By Ludya Arica Bakti
(Pakistan News & Features Services)
The joint teams continue to sweep, evacuate, search and rescue tsunami victims along the tsunami-affected areas in the Sunda Strait, Indonesia. Some of the areas that were previously difficult to access because of damaged road and covered by tsunami-washed material have been reached by the officers, vehicles and heavy equipments.
The National Agency for Disaster Management (BNPB) has warned that the potential of the Sunda Strait tsunami could still occur. This is because of the eruption of Anak Krakatoa volcano which continues to occur and can re-create underwater landslides that have caused the tsunami.
"The potential for aftershocks caused by underwater avalanches is still potential because eruption activities are still ongoing," the BNPB Head of Information and Public Relations Centre, Sutopo Purwo Nugroho, was quoted as saying.
The tsunami in the Sunda Strait occurred on December 22. This disaster affected the west coast of Banten and South Lampung. According to the BNPB release on December 25, the death toll had increased to 481. In addition, 1,485 people were injured, 154 were still missing, and 16,082 were displaced.
According to Sutopo, the eruption of Anak Krakatoa volcano has been going on since last June.
He disclosed that this volcanic eruption is of the strombolian type, which constantly throws incandescent lava and volcanic ash.
"The type is like that and a two kilometer radius from the top of the crater is declared a dangerous zone," he said.
The tsunami affected five districts, Pandeglang and Serang in Banten Province, as well as South Lampung Regency, Pesawaran and Tanggamus in Lampung Province.
The scientists, including those from Indonesia's Meteorology and Geophysics agency, have reckoned that tsunami could have been caused by landslides, either above ground or under water, on the steep slope of the erupting volcano.

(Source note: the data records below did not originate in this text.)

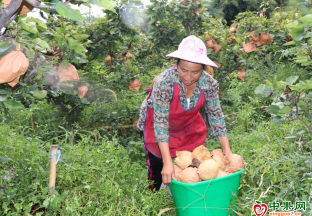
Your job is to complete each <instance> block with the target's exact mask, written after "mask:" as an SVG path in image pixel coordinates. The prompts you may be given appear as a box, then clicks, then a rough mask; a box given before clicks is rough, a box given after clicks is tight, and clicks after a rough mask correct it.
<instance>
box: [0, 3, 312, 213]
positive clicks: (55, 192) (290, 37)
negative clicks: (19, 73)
mask: <svg viewBox="0 0 312 216" xmlns="http://www.w3.org/2000/svg"><path fill="white" fill-rule="evenodd" d="M16 2H17V1H16ZM43 2H44V3H46V4H47V5H49V6H51V7H55V9H56V10H54V9H53V8H52V9H42V10H45V11H46V12H49V14H48V17H46V18H47V22H46V23H44V22H41V21H38V20H37V19H34V18H30V17H27V16H26V15H23V16H17V18H16V19H15V20H14V21H13V20H11V21H10V20H9V21H10V22H8V24H7V25H6V26H5V27H6V29H5V32H4V33H3V35H0V40H1V41H0V58H3V56H5V55H7V54H8V53H10V52H11V51H12V50H14V49H15V48H16V45H17V44H20V45H21V51H22V52H23V53H24V54H25V56H26V57H27V59H28V60H29V62H30V64H29V67H28V69H27V71H26V73H25V74H24V75H21V77H20V82H19V83H18V84H17V85H15V86H9V85H8V84H6V83H4V84H1V85H0V122H1V123H0V131H1V133H0V149H1V151H0V215H157V214H158V213H159V212H160V211H161V210H162V209H166V208H170V209H169V210H168V211H167V212H165V213H163V215H175V210H174V203H173V201H172V198H171V196H170V195H169V193H168V192H167V191H166V190H161V191H160V192H158V193H151V192H150V191H149V190H148V180H147V164H146V161H145V160H146V153H145V150H144V148H143V138H142V134H141V133H139V132H137V131H136V129H135V127H134V126H133V123H134V122H135V120H137V119H138V114H139V108H140V105H141V103H142V101H143V100H144V98H145V97H146V95H147V93H146V92H145V91H144V88H147V87H151V86H152V84H153V79H154V78H155V77H156V76H157V74H159V73H161V72H162V71H163V70H164V69H166V68H169V67H171V66H173V65H174V64H175V61H174V60H170V59H166V58H165V55H166V54H168V53H169V52H171V51H173V50H175V49H176V48H177V46H178V44H179V42H180V41H181V40H182V39H183V38H184V37H185V36H187V35H190V34H194V35H196V36H198V37H200V38H201V39H202V40H203V41H205V42H206V45H207V43H209V41H210V42H212V44H217V45H218V46H219V48H220V49H219V48H218V50H217V49H213V48H209V49H208V53H209V54H208V55H209V57H210V58H211V59H212V60H214V61H215V62H219V63H220V64H221V66H220V67H219V68H218V69H216V70H214V71H213V73H214V78H215V79H217V80H218V81H219V86H220V101H221V104H222V109H223V112H224V114H225V115H226V123H227V129H228V136H229V140H230V145H231V148H232V151H233V152H234V153H237V154H240V155H242V156H243V158H244V159H245V161H246V162H247V163H248V165H247V167H246V172H245V173H244V174H243V175H242V179H241V184H240V188H239V194H238V197H237V198H236V201H237V209H236V212H237V214H238V215H241V214H242V215H252V214H253V209H252V207H253V205H254V203H255V201H256V200H261V201H262V203H267V204H268V203H269V202H272V201H274V200H275V201H292V202H295V201H306V203H307V210H306V212H305V213H304V214H303V215H311V214H312V205H311V203H312V200H311V199H312V186H311V185H312V159H311V158H312V154H311V151H312V129H311V128H312V113H311V111H312V104H311V98H312V93H311V92H312V83H311V73H310V70H311V63H312V58H311V56H312V54H311V52H312V51H311V49H310V46H311V43H312V40H311V38H312V35H311V26H312V18H311V17H312V15H311V14H312V12H311V9H312V8H311V5H310V4H309V2H307V1H290V2H289V4H290V5H291V7H290V6H288V7H286V5H285V6H283V7H282V8H275V7H276V6H274V7H273V5H274V4H277V5H279V4H280V2H279V1H262V3H263V2H270V5H271V6H272V7H271V11H270V13H269V12H268V14H269V15H267V16H265V17H259V13H260V12H261V11H263V7H260V6H261V2H257V4H254V5H253V9H251V8H250V6H248V4H246V7H247V8H246V10H252V11H254V12H250V11H245V12H244V11H237V12H235V13H233V14H232V13H229V15H231V16H232V18H229V19H230V21H229V20H228V21H227V22H226V21H225V19H224V18H222V17H219V16H216V15H214V14H211V13H210V8H209V4H212V3H216V2H217V3H218V4H219V5H221V3H222V1H212V2H210V3H209V4H207V3H206V2H203V1H183V2H181V1H172V2H170V3H169V2H167V1H151V3H152V4H151V5H150V6H148V7H147V8H146V9H144V10H143V11H140V10H141V9H140V7H139V6H140V5H141V3H140V2H138V1H133V2H132V1H130V2H129V3H128V2H119V3H116V2H114V1H109V0H102V1H98V3H99V4H101V5H102V6H104V7H105V8H106V9H105V10H104V12H105V14H106V16H105V17H104V18H94V17H92V16H91V14H89V15H88V16H90V17H87V18H84V17H82V16H81V14H80V13H78V12H77V11H72V10H70V9H71V8H70V7H69V6H66V5H64V4H63V3H62V2H61V1H54V0H53V1H43ZM71 2H72V3H73V4H84V5H89V4H91V3H88V1H86V0H83V1H71ZM229 2H230V1H223V3H222V5H223V6H222V7H225V6H226V4H230V3H229ZM233 2H235V1H233ZM236 2H239V1H236ZM251 2H252V1H251ZM274 2H275V3H274ZM282 3H283V4H284V3H285V4H288V2H287V1H282ZM250 4H251V3H250ZM220 7H221V6H220ZM227 7H228V6H227ZM68 8H69V9H68ZM203 8H205V9H204V10H203V11H201V10H200V9H203ZM207 8H208V9H207ZM225 8H226V7H225ZM233 10H234V9H233ZM1 11H3V10H2V9H1ZM1 11H0V23H1V21H3V20H6V19H7V17H5V16H4V15H3V14H4V13H1ZM238 12H242V13H238ZM15 13H16V11H14V13H13V14H12V15H14V14H15ZM237 13H238V14H237ZM295 13H298V14H295ZM137 14H142V16H137ZM236 14H237V16H236V17H235V15H236ZM15 15H17V14H15ZM211 15H214V17H213V16H211ZM234 17H235V18H234ZM24 18H25V19H24ZM226 19H227V18H226ZM7 21H8V20H6V22H7ZM228 23H232V25H231V27H228V26H227V24H228ZM233 28H234V30H233ZM252 32H253V33H252ZM265 33H269V37H270V38H271V39H272V41H271V39H269V40H267V41H262V42H261V41H257V40H258V39H257V40H256V39H255V38H260V37H261V34H263V35H266V36H268V34H265ZM252 34H253V36H250V35H252ZM64 38H65V39H64ZM248 43H249V45H250V47H252V51H250V50H249V48H248V49H247V48H246V47H245V48H244V47H243V44H245V45H246V44H248ZM0 61H1V59H0ZM68 63H70V64H72V65H73V66H75V68H76V69H77V73H78V75H79V81H77V80H76V81H66V82H59V80H60V78H59V75H58V73H57V71H58V69H59V67H60V66H62V67H64V68H65V67H66V66H67V65H68ZM241 70H244V71H245V73H246V76H245V77H243V80H244V81H242V77H241V75H240V74H239V71H241ZM0 73H1V71H0ZM135 79H139V80H140V89H139V90H138V91H135V90H133V89H132V87H131V84H130V83H131V82H132V81H133V80H135ZM81 86H87V87H88V91H87V93H86V94H85V95H84V97H81V98H80V97H79V96H78V94H79V92H78V90H77V88H78V87H81ZM55 144H57V145H58V146H59V149H60V150H61V151H62V156H61V159H63V160H64V161H65V162H66V163H68V164H70V165H71V166H73V167H74V168H76V170H73V169H71V168H70V167H68V166H66V165H65V164H63V163H61V162H59V163H58V165H57V180H56V188H55V190H53V194H52V195H49V188H48V176H49V150H50V146H51V145H55ZM206 146H207V148H208V149H209V150H212V149H216V148H220V146H219V143H218V141H217V140H214V139H211V138H207V140H206ZM171 208H172V209H171Z"/></svg>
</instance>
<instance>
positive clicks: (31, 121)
mask: <svg viewBox="0 0 312 216" xmlns="http://www.w3.org/2000/svg"><path fill="white" fill-rule="evenodd" d="M30 122H31V129H32V130H31V132H32V133H34V132H35V120H34V115H31V116H30Z"/></svg>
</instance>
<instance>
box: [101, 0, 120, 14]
mask: <svg viewBox="0 0 312 216" xmlns="http://www.w3.org/2000/svg"><path fill="white" fill-rule="evenodd" d="M96 2H97V3H98V4H100V5H101V6H102V7H103V8H105V9H107V10H110V11H113V12H115V9H114V7H115V6H116V4H117V2H115V1H110V0H97V1H96Z"/></svg>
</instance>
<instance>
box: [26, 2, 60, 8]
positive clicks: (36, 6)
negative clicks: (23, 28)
mask: <svg viewBox="0 0 312 216" xmlns="http://www.w3.org/2000/svg"><path fill="white" fill-rule="evenodd" d="M25 1H27V2H28V3H29V4H30V5H31V6H33V7H35V8H43V9H50V10H55V7H54V6H49V5H42V4H41V2H40V1H37V0H25Z"/></svg>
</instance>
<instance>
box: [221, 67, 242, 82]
mask: <svg viewBox="0 0 312 216" xmlns="http://www.w3.org/2000/svg"><path fill="white" fill-rule="evenodd" d="M239 66H240V64H239V63H237V64H236V65H235V66H234V67H232V68H231V70H229V71H228V72H227V73H226V74H225V75H224V76H223V77H221V78H220V79H219V80H218V81H221V80H223V79H224V78H225V77H227V76H228V75H229V74H230V73H232V72H233V71H235V70H236V68H238V67H239Z"/></svg>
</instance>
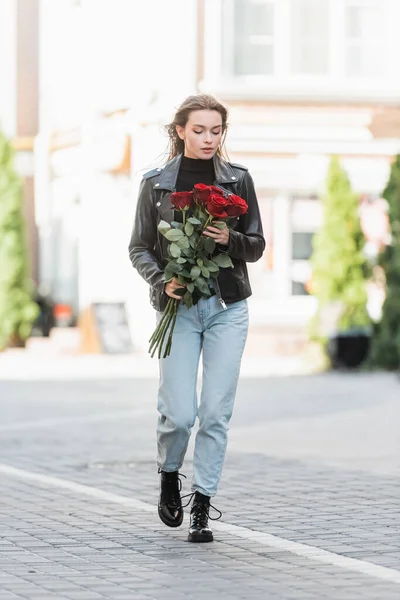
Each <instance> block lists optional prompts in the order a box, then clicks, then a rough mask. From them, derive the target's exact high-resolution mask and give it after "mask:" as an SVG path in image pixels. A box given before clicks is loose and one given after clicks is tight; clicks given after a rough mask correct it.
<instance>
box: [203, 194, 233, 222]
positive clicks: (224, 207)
mask: <svg viewBox="0 0 400 600" xmlns="http://www.w3.org/2000/svg"><path fill="white" fill-rule="evenodd" d="M228 205H229V202H228V200H226V199H225V198H224V197H223V196H221V194H211V195H210V199H209V201H208V202H207V204H206V209H207V212H208V213H209V214H210V215H211V216H212V217H218V218H220V219H224V218H225V217H227V216H228V213H227V212H226V210H225V209H226V207H227V206H228Z"/></svg>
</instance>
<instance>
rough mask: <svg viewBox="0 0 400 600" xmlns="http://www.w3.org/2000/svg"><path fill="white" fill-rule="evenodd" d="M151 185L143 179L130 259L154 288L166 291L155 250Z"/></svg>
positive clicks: (163, 279)
mask: <svg viewBox="0 0 400 600" xmlns="http://www.w3.org/2000/svg"><path fill="white" fill-rule="evenodd" d="M152 200H153V199H152V188H151V183H150V182H149V181H148V180H146V179H143V180H142V182H141V184H140V188H139V195H138V202H137V206H136V214H135V220H134V225H133V230H132V235H131V240H130V242H129V258H130V259H131V262H132V265H133V266H134V268H135V269H137V271H138V273H139V275H141V276H142V277H143V279H144V280H145V281H147V283H149V284H150V285H151V286H152V287H154V288H156V289H158V290H160V291H163V290H164V285H165V281H164V270H163V268H162V267H161V265H160V264H159V262H158V261H157V259H156V257H155V254H154V248H155V246H156V241H157V211H156V208H155V206H154V202H153V201H152Z"/></svg>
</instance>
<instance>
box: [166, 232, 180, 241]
mask: <svg viewBox="0 0 400 600" xmlns="http://www.w3.org/2000/svg"><path fill="white" fill-rule="evenodd" d="M164 235H165V237H166V238H167V240H168V241H170V242H178V241H179V240H181V239H182V237H183V231H181V230H180V229H170V230H169V231H167V233H165V234H164Z"/></svg>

A powerful quake on the island of Lombok killed 505 people in August while the tsunami and earthquake that hit Sulawesi in September killed more than 2100 people and thousands of people are still believed to be buried in neighborhood swallowed by a quake phenomenon known as liquefaction.
The tsunami on December 22, 2018 reminded many of the massive magnitude 9.1 earthquake that had hit Indonesia on December 26, 2004. It had spawned a giant tsunami off Sumatra Island, killing more than 230,000 people in a dozen countries, the majority in Indonesia.
Meanwhile in a separate place Acehnese held remembrance and prayer together at the Aceh Government Liaison Agency office in Jakarta early on December 26 to commemorate the 14th anniversary of the earthquake and tsunami that hit the coast of the Indian Ocean and devastated around 200 thousand lives in Aceh on December 26, 2004.